思い返すとキャロも隠し事をしていても、それを見抜いてくる時がある。
そういう察しのよさを他の人にも発揮できれば人付き合いも円滑にこなせると思う。
しかし、彼女が内面を察することが出来るのは僕だけだし、人と接するのを恐れているからまあ無理な話だろう。
この組織全体にはびこる性癖の対象から外れているから、組織の人間となら普通に話せるようになったが慣れるまではひどいものだった。
まともに目を合わせることもできずに僕の後ろに張り付いて、眠りも浅かった。
今ではリズさんがこうして部屋を訪れるのをわかっていたにも関わらず熟睡している。
「じゃ、私は戻るわん。

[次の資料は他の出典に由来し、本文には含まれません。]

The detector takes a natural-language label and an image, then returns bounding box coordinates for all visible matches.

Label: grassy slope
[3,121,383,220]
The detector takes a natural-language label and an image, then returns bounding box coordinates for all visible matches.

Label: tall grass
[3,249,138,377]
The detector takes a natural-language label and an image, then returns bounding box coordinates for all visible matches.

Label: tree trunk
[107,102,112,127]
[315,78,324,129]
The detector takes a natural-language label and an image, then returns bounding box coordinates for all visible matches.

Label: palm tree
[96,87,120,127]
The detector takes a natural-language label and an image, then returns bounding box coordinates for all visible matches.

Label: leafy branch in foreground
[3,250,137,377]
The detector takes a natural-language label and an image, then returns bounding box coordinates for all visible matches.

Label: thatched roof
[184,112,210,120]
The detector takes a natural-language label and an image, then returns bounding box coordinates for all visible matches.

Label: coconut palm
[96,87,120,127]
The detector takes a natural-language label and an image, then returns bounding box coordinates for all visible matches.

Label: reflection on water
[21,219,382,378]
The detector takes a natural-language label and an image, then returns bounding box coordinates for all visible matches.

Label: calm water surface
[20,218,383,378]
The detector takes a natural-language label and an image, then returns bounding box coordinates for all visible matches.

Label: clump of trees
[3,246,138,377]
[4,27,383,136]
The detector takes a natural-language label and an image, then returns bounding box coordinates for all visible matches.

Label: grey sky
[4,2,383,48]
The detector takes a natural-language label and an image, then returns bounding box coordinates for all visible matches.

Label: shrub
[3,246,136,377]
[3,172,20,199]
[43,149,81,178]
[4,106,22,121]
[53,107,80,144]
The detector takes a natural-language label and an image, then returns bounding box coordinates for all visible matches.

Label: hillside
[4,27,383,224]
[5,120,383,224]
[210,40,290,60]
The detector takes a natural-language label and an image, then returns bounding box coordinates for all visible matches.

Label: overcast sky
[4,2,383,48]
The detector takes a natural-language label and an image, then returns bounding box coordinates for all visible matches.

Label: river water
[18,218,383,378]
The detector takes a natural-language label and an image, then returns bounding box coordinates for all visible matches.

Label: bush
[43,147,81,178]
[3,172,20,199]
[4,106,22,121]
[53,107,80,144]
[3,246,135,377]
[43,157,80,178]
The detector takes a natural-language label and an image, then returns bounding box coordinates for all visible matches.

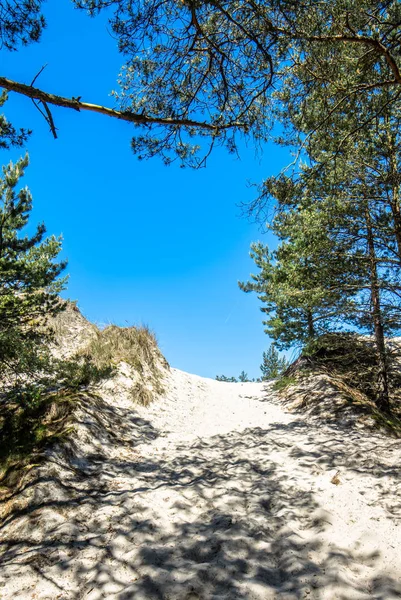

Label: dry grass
[81,325,163,372]
[276,334,401,437]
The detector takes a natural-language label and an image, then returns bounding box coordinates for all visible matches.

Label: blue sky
[1,0,288,377]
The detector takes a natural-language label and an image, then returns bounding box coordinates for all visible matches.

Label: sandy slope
[0,369,401,600]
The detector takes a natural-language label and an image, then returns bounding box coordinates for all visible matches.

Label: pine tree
[260,344,288,381]
[238,371,249,383]
[0,156,66,377]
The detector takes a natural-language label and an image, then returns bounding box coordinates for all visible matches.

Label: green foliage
[0,0,401,166]
[0,152,66,379]
[216,375,237,383]
[0,384,76,483]
[273,375,297,392]
[260,344,288,381]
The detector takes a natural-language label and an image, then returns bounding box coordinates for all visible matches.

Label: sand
[0,369,401,600]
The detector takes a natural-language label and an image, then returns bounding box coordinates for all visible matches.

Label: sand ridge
[0,369,401,600]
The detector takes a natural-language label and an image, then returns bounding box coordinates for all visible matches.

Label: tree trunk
[386,122,401,263]
[365,206,390,412]
[306,310,316,340]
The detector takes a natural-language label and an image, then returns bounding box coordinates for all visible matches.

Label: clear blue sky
[1,0,288,377]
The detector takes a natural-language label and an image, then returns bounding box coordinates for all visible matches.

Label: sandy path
[0,370,401,600]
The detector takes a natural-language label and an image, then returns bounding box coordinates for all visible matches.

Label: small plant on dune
[260,343,288,381]
[81,325,162,372]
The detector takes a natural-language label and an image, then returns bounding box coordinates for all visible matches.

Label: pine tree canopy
[0,0,401,165]
[0,156,66,374]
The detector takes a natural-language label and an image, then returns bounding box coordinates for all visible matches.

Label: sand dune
[0,369,401,600]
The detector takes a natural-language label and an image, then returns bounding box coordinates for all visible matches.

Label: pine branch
[0,77,244,133]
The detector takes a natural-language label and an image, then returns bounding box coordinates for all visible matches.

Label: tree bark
[0,77,241,135]
[386,119,401,263]
[365,204,391,413]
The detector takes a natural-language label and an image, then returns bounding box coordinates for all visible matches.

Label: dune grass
[275,333,401,437]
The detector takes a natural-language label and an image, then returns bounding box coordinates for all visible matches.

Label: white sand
[0,369,401,600]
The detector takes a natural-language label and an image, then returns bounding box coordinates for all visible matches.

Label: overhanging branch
[0,77,241,133]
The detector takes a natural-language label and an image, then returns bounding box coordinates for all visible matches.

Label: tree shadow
[0,396,401,600]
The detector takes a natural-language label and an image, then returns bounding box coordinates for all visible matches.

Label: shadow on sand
[0,392,401,600]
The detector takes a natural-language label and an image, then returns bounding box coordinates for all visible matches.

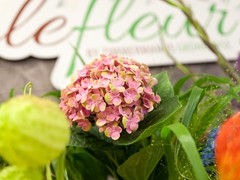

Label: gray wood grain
[0,57,230,102]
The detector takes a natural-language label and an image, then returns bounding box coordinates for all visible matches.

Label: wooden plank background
[0,57,230,102]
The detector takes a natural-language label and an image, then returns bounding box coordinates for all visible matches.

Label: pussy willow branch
[162,0,240,84]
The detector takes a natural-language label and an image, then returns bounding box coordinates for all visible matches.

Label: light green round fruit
[0,95,70,167]
[0,166,43,180]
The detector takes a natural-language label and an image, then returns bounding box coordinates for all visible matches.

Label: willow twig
[162,0,240,84]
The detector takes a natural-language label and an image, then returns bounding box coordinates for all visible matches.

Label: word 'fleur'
[60,55,160,140]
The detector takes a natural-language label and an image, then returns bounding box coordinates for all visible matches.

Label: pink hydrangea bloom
[60,55,160,140]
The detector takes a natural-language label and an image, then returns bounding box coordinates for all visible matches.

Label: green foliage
[66,147,108,180]
[0,72,240,180]
[117,144,164,180]
[64,72,240,180]
[161,123,208,180]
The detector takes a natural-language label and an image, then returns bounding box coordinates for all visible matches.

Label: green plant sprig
[162,0,240,84]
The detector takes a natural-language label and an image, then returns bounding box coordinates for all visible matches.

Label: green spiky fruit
[0,95,70,167]
[0,166,43,180]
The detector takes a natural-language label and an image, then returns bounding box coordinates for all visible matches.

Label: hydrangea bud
[0,95,70,167]
[60,55,161,140]
[0,166,43,180]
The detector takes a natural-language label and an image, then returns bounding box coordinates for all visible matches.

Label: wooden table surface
[0,58,229,102]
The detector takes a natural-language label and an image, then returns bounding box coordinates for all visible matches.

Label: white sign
[0,0,240,89]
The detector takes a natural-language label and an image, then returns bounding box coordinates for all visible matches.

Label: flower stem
[23,82,32,95]
[162,0,240,84]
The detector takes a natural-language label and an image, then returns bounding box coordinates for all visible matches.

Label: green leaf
[68,127,116,150]
[117,144,164,180]
[193,95,232,137]
[174,75,193,95]
[182,87,203,127]
[153,72,174,102]
[66,147,108,180]
[161,123,208,180]
[114,96,181,145]
[194,74,234,86]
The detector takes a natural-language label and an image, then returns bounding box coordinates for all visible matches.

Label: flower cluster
[60,55,160,140]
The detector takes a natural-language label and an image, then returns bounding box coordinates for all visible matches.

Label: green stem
[56,152,66,180]
[46,164,53,180]
[23,82,32,95]
[163,0,240,84]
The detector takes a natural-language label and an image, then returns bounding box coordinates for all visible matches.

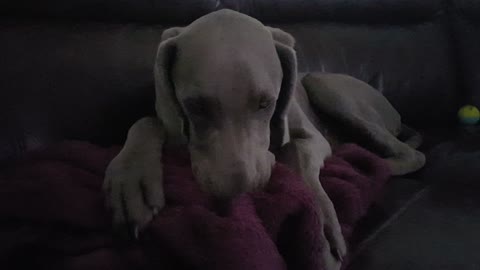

お姫様を起こしてあげなさい」
「ええ、ありがとうございます」
僕が考え事をしている間にリズさんは料理を並べ終わったようだ。
「それと、食べ終わったらボスのところに行ってちょうだい。何か話があるそうよん」
「・・・・・・わかりました」
帰ってきたばかりなのにな・・・・・・。
面倒事の予感を胸にしまいながら僕は未だ熟睡しているキャロとフリードを揺り起こすのだった。